The disease had already spread, jumping continents. 'The diagnostic DNA markers we developed confirmed this conclusion,' said Dr Newby.
Suddenly, there was a greater threat looming, especially to food security in Africa. A breeding program was needed - and needed urgently. This could test and identify cassava gene variants that defend against the fungus (called disease resistance genes).
Like all research centres within the CGIAR system, CIAT maintains gene banks for all its mandate crops, including cassava. These gene banks preserve genetic diversity present within the crop's broader gene pool.
When a range of diverse cassava material was grown in CWBD-affected field trials, the scientists saw tantalising early evidence that cassava may well possess resistance genes. Unfortunately, a monumental barrier prevented their deployment.
Moving forward and a key message
CIAT had managed to unmask the cause of CWBD without being able to fully grow the fungus artificially in the laboratory.

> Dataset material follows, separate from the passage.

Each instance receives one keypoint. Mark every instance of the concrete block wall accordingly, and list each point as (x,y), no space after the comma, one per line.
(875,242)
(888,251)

As Mr Pardo from CIAT's Cassava Crop Protection team explained, the fungus Ceratobasidium theobromae does not undergo its full life cycle when grown on Petri dishes. 'To make matters worse, the form we can grow is not infectious,' he said. 'That means we can't infect cassava under the controlled conditions we need to breed disease-resistant varieties.'
The team, nonetheless, discovered that the spores (produced by fungal fruiting bodies) are capable of infecting cassava.
In the wild, the fungus only makes spores during the rainy season, between June and September in Laos. Making things even harder for breeders, the spores are light sensitive and perish quickly.
To solve this impasse, new infrastructure was completed in May 2025 at the Laos facilities. A large cassava growth chamber equipped with irrigation and humidifiers now allows for spore production year-round.
Funding for this new phase came from ACIAR in the form of a follow-up grant worth $AU3.5 million through to 2028. The aim of the new project is to develop disease-resistant cassava production systems.
'With the ability to produce spores, we could finally pinpoint the mechanism of infection,' said Mr Pardo. 'That means understanding how spores initiate an infection, which tissue is attacked and why the plant's immune system fails to detect it.'
It also kickstarts a breeding program and other research, which can help farmers cultivate cassava in ways that reduce disease risks so cassava-dependent rural communities (and economies) around the world can breathe a sigh of relief.
ACIAR projects: Addressing the rapid emergence of Cassava Witches' Broom Disease in Laos (CROP/2023/157); Disease-resilient and sustainable cassava production systems in the Mekong region (CROP/2022/110); Establishing sustainable solutions to cassava diseases in mainland Southeast Asia (AGB/2018/172).